Symptoms of the disease on the small roots can be detected during the early stages of the infection before the pathogen rots the rootlets. Infected rootlets tend to be rotted and surrounded by a thin white mycelium coating. Diseased trees are easily uprooted in advanced infection phases because all small and medium roots are lost and the root system is very much reduced. Infected roots are usually covered by white cottony mycelium and mycelium strands colored white or dark brown to black that often extend under the bark and into the surrounding soil. The fungus colonizes the bark and external parts of wood at the base of trunk and on large roots. The bark which rots appears sunken and on infected tissues at the base of the plants which are dead, the pathogen most usually forms brown mycelial masses and sclerotia, from which synemata containing conidia grow. The roots are fully devoured in advanced stage (no fibrous root system) and results in, and diseased seedlings or trees are easily uprooted from the soil.

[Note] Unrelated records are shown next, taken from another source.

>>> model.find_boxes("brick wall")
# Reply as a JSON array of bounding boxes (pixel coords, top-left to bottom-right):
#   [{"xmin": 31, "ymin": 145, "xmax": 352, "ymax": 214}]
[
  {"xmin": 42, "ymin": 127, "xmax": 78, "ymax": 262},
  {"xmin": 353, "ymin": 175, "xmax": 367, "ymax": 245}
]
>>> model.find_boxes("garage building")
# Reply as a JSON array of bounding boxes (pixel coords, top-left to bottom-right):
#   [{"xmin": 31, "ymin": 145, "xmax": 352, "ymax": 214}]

The affected trees display general declining symptoms which are not differentiable from those of other root rot pathogens like Armillaria mellea and Phytophthora spp. The type of tree species and the environmental conditions present can lead to a rapid decline of plants which quickly die (apoplexy) or show continuous weakening of trees, and can remain alive for some years. Apoplexy is very common for nursery seedlings and for new orchard plantations. The infected trees die within a few days after appearance of initial symptoms. The trees generally develop an unthrifty appearance in case of progressive weakening. Fruit size become small and shriveled, while as leaves show in-curved margin, change in color (yellowing and/or reddening), small in size and premature fall. In trees which are diseased, there is absence of new shoots and root growth. Whenever moisture and temperature conditions are unfavorable for growth of the tree, these symptoms worsen year after year.
To sum up, the symptoms of root rot are easier to spot above ground.
The most accurate way to diagnose this decaying disease is to dig below ground to see if decaying is taking place.
Root Rot pathogen can survive a significant amount of time as mycelium on its various hosts. Apart from those of commercial significant crops like Apple, the pathogen also survive on variety of weeds which promoting its spread in standing fruit trees and its survival upon clearance of contaminated orchards. It can also survive as saprophyte in the soil on dead roots and other plant debris rich in cellulose. It also can survive in the soil as high-quantity of microsclerotia.
Many factors in soil help in its survival. It spread is easily loosely packed soil (high sand content and average water quantity). The growth of pathogen was significant at maximum water holding capacity of soil and reduces rapidly with less moisture content, being zero at wilting point. Growth of mycelium is best at 22.5 to 25.5°C, optimum temperature being at 24 °C. The growth in the dark is higher, since the light has a strong inhibition effect. Soil pH exerts little effect, as pathogen can grow well at a pH of 5 to 8 and continues to grow even at pH 4 and 9. In the fresh soil the mycelium grew sparsely at first, in 5 days spreading to around 10 mm. There was, however, no additional development over the next 7 days, and the mycelium disappeared after 27 days.
Management of root rot is challenging by its ubiquitous presence in the soil and by the number of different attributes such as, drought resistance, tolerance to a broad range of soil pH, wide host range, deep penetration into the soil and the ineffectiveness of various common fungicides.